Molecular research, based on cladistic analysis of DNA sequences, has confirmed Donk's circumscription of the Cantharellaceae, though the smaller genera have not yet been sequenced. According to a standard 2008 reference work, the family contains 5 genera and over 90 species worldwide.

==Description==
Fruit bodies of most species in the family are mushroom-like or trumpet-like, with spore-bearing surfaces that are smooth, wrinkled, veined, or gill-like and that are typically decurrent (running down the upper stem). The consistency is fleshy, the hyphal system being monomitic (consisting of generative hyphae only). The basidia are comparatively large and often have more than the standard 4 sterigmata. Spores are smooth and white to yellowish or pinkish in deposit.
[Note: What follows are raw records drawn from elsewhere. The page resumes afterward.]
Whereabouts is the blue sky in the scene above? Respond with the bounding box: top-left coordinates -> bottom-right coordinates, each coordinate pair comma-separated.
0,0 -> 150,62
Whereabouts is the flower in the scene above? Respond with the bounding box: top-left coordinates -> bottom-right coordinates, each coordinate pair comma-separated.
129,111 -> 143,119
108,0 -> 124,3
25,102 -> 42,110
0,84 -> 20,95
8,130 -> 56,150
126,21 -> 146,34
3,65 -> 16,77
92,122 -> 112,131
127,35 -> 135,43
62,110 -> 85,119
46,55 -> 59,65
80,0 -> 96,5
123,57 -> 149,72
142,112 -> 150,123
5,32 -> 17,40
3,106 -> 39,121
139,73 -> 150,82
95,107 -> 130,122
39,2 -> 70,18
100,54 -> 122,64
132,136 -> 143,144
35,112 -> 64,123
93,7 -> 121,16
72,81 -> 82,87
==Habitat and distribution==
All species within the Cantharellaceae are believed to be ectomycorrhizal, forming a mutually beneficial relationships with the roots of living trees and other plants. Basidiocarps typically occur on the ground or in leaf litter in woodland. The family has a cosmopolitan distribution, though the majority of species are tropical. Afrocantharellus, segregated as a genus distinct from Cantharellus in 2012, has four species found only in Africa.

==Economic importance==
Many species of Cantharellus, Craterellus, and Goossensia are edible and several are collected and marketed on a commercial scale. In Europe, the commercial species are Cantharellus cibarius, Craterellus cornucopioides, and Craterellus tubaeformis which are sold fresh, dried, or canned and are either sourced in Europe or imported, mainly from China. Various African Cantharellus species (often collected in miombo woodlands) are also imported into Europe and marketed as "chanterelles". In North America, Cantharellus formosus is an additional, widely marketed species. The global trade in species of the Cantharellaceae has been estimated (2005) to be worth over £1bn (US$1.5bn) per year.